Kara Kuvvetleri Komutanlığı 5. Kolordu Komutanlığı Askeri Mahkemesi, baktığı bir davada, 1632 sayılı Askeri Ceza Kanunu'nun söz konusu hükmünün iptali istemiyle Anayasa Mahkemesine başvurmuştu.
Yüksek Mahkeme, düzenlemenin iptal istemini reddetti.
Kararın Resmi Gazete'de yayımlanan gerekçesinde, kanun koyucunun düzenleme yetkisi kapsamında, statüleri kanunlarla oluşturulan ve buna göre mesleğe alınan kamu görevlilerine birtakım hak ve yükümlülükler getirebileceği belirtildi.
Askerliğin, disiplin ve fedakarlık temeline dayandığı anlatılan gerekçede, bu nedenle bu görevi ifa edenlerin güven, itibar ve saygınlığın gereği olarak katı meslek ilkelerine tabi tutulmalarının normal olduğu ifade edildi.
Gerekçede, kişilerin askerlik mesleğini seçmekle artık sivillere getirilemeyecek bazı sınırlamaların askeri disiplinin tesisi için kendileri açısından uygulanmasını kabul etmiş oldukları değerlendirmesine yer verildi.
İtiraza konu kuralın hürriyeti bağlayıcı bir ceza değil disiplin temeline yönelik TSK'dan çıkarma cezası öngördüğüne işaret edilen gerekçede, şöyle denildi:
"Bunun dışında asker kişiler açısından suçun sübut bulması için yapılan uyarı ve ikazlara rağmen söz konusu fiilin işlenmesinde ısrar etme şartı da aranmaktadır. Ayrıca sadece asker kişilerle ilgili bir düzenleme olduğundan ve askerlik hizmetinin gereği gibi yürütülmesini sağlamayı amaçladığından demokratik toplum düzeniyle de çelişmemektedir. Dolayısıyla özel hayatın gizliliği hakkına keyfi ya da hakkın özüne dokunacak bir sınırlama getirmeyen, temel hakkın kullanımını ortadan kaldırmayan itiraz konusu kural, istisnai bir alanda ve dar kapsamlı olduğundan sınırlı ve ölçülüdür."

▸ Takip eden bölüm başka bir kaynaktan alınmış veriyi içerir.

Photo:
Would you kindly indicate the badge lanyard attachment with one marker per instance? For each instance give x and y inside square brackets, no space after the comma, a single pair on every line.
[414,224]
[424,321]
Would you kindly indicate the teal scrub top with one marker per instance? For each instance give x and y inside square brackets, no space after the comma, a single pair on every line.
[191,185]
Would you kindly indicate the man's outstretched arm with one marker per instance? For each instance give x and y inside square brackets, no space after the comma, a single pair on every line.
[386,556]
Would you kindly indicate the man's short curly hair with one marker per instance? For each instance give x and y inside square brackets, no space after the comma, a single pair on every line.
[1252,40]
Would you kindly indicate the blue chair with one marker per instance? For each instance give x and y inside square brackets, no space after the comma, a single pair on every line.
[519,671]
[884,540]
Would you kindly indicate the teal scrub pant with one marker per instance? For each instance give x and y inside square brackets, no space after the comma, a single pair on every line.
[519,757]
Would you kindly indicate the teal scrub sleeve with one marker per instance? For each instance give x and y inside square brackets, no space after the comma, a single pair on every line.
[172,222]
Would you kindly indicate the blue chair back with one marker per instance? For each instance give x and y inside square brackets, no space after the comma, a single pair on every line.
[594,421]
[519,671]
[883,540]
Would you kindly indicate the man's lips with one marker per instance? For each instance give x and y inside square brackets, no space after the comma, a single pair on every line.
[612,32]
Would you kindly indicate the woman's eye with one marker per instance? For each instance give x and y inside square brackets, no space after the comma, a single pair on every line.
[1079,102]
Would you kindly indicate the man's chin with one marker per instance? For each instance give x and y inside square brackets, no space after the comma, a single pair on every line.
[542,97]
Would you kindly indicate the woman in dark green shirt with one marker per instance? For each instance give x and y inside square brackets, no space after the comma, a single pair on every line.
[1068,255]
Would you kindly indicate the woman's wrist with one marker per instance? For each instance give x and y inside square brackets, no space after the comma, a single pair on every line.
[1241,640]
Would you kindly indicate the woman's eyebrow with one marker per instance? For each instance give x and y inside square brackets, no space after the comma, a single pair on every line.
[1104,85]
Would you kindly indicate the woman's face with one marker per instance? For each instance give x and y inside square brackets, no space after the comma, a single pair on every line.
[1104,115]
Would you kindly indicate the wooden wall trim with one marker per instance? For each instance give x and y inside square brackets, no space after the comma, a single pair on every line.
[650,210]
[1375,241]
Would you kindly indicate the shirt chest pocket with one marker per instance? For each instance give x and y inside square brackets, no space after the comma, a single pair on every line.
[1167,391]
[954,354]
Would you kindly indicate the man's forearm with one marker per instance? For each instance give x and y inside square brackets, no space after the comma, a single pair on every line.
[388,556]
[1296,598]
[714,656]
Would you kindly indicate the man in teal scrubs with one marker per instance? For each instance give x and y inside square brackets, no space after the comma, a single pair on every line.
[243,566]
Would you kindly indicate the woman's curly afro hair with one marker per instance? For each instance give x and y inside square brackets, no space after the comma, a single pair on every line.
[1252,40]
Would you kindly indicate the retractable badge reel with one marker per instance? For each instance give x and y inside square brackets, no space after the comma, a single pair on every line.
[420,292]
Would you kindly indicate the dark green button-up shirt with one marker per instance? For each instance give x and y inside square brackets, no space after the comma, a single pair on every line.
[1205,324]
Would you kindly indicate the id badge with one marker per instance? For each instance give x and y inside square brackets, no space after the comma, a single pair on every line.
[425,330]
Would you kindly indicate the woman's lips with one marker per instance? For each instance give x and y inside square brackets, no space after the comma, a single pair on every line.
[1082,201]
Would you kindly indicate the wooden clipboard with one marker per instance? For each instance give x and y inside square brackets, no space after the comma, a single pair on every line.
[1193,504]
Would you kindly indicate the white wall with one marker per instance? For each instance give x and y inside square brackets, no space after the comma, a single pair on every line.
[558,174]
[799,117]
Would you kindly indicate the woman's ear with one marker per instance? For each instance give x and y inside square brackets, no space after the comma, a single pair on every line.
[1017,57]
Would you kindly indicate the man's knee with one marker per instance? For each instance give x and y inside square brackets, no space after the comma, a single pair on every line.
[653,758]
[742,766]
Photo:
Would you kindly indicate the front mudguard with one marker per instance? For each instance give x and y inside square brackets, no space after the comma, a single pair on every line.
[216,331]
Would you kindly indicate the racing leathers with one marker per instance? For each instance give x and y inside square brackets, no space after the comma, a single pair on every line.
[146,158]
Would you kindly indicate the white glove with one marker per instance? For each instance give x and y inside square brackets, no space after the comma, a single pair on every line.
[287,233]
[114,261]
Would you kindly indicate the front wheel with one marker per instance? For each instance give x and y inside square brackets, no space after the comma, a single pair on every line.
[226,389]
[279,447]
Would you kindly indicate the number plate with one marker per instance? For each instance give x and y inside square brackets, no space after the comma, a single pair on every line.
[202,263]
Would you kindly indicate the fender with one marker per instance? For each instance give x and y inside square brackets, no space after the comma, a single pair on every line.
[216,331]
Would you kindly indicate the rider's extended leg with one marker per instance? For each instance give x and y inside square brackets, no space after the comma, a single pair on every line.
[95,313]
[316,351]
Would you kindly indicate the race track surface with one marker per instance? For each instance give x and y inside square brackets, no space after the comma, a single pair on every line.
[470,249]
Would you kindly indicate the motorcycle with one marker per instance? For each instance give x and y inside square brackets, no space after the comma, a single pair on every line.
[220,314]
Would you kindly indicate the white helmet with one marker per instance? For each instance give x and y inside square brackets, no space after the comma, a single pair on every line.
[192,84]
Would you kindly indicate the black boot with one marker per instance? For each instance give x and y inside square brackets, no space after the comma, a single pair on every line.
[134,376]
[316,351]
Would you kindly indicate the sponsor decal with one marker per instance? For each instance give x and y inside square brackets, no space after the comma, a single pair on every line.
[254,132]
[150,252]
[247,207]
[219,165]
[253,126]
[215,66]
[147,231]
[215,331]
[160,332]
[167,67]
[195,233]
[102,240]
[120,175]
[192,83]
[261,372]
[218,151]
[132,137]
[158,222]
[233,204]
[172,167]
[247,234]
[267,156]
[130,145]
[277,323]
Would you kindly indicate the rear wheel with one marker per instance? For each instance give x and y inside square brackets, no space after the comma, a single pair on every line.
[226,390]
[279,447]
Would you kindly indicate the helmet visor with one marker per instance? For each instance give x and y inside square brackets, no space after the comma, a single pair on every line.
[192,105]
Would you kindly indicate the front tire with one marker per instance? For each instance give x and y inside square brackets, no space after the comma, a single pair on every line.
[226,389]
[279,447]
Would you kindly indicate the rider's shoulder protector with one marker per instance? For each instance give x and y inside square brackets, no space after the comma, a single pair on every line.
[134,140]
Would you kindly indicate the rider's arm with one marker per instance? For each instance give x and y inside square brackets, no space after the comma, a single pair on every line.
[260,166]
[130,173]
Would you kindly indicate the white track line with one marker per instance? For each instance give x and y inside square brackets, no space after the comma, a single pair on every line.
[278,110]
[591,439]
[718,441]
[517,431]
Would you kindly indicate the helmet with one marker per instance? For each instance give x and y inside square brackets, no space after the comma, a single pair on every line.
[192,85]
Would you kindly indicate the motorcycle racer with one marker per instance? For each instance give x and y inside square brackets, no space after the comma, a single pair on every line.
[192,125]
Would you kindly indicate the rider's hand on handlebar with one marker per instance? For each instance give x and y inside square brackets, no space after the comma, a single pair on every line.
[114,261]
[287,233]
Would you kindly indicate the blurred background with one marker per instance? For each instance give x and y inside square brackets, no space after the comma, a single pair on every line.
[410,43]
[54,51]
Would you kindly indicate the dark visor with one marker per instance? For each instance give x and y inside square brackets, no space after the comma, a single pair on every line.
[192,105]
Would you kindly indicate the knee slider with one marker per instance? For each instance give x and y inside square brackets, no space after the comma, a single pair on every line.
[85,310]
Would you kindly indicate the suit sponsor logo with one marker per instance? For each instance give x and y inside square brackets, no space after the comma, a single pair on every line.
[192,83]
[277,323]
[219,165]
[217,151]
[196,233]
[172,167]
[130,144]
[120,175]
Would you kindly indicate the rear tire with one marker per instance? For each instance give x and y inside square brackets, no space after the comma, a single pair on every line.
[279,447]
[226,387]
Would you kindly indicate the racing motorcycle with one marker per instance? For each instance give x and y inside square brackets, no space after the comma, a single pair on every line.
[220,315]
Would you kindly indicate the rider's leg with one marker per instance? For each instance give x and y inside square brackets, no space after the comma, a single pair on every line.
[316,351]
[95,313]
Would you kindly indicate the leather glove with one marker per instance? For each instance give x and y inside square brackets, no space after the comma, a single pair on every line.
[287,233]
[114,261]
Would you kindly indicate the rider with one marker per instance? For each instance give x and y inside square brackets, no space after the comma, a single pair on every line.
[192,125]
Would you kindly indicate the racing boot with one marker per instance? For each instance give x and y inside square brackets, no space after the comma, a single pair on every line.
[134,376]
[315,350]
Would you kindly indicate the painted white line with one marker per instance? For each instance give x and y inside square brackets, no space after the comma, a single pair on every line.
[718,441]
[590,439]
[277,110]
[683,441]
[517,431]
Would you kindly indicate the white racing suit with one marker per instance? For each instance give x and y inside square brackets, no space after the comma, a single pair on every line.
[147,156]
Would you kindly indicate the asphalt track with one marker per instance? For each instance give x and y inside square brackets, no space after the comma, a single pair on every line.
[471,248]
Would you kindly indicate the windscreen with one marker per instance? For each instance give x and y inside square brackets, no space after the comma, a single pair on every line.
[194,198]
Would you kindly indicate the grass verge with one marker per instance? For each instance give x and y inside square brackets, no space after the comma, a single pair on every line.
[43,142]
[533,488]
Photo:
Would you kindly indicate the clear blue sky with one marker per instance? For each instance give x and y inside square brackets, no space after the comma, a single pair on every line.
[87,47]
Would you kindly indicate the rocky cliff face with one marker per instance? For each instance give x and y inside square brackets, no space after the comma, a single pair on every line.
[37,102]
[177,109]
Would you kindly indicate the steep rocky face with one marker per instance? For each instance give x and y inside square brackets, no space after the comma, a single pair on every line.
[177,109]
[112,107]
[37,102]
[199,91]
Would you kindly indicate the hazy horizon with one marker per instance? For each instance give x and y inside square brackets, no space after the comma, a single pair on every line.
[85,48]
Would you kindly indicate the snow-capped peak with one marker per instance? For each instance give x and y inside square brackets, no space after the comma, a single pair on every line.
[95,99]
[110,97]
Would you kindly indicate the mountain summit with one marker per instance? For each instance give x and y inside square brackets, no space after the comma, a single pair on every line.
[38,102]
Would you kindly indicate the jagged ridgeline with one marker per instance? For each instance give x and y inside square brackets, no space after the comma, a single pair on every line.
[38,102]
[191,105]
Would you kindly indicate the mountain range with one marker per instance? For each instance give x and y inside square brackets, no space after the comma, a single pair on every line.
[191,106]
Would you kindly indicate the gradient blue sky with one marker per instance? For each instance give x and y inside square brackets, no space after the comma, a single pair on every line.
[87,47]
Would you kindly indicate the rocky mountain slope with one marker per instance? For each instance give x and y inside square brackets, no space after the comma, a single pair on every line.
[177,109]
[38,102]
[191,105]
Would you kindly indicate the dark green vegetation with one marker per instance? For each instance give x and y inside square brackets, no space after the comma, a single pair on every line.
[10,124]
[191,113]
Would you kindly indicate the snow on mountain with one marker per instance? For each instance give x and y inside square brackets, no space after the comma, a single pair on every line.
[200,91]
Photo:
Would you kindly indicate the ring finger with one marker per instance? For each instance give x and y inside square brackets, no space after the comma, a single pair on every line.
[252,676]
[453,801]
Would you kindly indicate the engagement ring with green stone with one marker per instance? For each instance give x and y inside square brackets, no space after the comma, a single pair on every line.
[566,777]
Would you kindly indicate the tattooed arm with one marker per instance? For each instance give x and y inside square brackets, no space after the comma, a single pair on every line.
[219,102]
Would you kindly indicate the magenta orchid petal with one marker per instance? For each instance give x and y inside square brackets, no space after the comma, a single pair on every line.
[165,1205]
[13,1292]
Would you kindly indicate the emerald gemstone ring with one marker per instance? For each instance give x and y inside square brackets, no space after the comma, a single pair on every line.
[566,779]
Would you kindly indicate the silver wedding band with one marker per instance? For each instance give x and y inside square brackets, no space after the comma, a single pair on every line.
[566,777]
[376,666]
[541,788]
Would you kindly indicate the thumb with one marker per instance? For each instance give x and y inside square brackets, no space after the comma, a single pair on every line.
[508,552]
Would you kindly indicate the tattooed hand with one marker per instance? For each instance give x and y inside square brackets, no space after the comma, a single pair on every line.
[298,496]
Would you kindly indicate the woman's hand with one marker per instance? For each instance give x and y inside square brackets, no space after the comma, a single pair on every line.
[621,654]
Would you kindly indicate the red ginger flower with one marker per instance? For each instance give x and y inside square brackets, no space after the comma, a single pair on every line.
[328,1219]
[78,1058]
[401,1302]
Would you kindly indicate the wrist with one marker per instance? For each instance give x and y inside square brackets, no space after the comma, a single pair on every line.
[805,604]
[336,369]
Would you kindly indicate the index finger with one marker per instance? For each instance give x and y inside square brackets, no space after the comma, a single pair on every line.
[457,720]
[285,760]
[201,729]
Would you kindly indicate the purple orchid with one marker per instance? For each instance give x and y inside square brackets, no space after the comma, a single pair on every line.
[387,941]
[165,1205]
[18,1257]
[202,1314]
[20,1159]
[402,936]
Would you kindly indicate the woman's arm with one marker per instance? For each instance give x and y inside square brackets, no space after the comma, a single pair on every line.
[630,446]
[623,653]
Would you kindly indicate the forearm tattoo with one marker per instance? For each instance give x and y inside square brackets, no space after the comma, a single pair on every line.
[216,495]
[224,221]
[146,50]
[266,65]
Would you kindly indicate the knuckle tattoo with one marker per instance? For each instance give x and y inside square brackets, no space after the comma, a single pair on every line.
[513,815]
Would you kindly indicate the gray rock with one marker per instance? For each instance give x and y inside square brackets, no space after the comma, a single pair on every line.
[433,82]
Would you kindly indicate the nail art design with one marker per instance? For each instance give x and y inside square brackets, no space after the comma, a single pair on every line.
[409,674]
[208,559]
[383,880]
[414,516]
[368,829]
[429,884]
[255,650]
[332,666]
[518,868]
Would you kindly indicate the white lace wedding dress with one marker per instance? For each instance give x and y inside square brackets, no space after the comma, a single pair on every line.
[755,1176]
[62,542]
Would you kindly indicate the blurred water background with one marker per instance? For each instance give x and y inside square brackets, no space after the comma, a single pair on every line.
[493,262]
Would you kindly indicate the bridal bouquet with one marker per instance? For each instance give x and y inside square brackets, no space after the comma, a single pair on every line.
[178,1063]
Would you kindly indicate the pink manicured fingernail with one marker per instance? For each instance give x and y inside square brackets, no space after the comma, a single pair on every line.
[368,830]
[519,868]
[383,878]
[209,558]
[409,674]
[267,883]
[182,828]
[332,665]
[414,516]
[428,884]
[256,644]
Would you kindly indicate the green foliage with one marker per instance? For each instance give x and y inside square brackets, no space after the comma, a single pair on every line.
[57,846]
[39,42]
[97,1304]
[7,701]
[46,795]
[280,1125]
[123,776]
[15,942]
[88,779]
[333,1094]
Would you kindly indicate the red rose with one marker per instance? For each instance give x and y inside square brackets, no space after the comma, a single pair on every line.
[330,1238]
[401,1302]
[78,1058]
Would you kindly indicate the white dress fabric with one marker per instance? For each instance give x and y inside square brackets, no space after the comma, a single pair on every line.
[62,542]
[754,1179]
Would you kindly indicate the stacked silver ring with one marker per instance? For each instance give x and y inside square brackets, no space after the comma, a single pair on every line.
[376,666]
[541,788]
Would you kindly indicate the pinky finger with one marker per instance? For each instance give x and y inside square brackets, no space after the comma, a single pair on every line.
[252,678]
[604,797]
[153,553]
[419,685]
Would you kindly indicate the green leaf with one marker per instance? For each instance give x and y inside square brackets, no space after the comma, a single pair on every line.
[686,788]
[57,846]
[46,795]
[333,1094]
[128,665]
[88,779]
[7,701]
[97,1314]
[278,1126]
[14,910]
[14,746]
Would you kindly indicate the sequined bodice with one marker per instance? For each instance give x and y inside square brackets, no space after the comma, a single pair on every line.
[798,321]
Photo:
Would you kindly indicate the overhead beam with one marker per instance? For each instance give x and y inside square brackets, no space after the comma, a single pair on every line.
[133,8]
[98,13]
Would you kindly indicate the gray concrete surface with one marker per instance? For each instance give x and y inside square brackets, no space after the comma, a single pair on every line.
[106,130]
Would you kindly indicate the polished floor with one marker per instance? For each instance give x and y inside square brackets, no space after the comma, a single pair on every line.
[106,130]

Özel hayatın korunmasını, istisnai bir alanda ve anayasal ilkelere uygun olarak asgari oranda sınırlandıran düzenlemenin birey haklarıyla kamu yararı arasında açık bir dengesizlik yarattığı da söylenemeyeceği belirtilen gerekçede, "Bu anlamda kural, askerlik hizmetinin gereği gibi yürütülmesini sağlamayı amaçladığından, sınırlamanın bu açıdan da ulaşılmak istenen amaçla orantılı olduğu açıktır" ifadesi kullanıldı.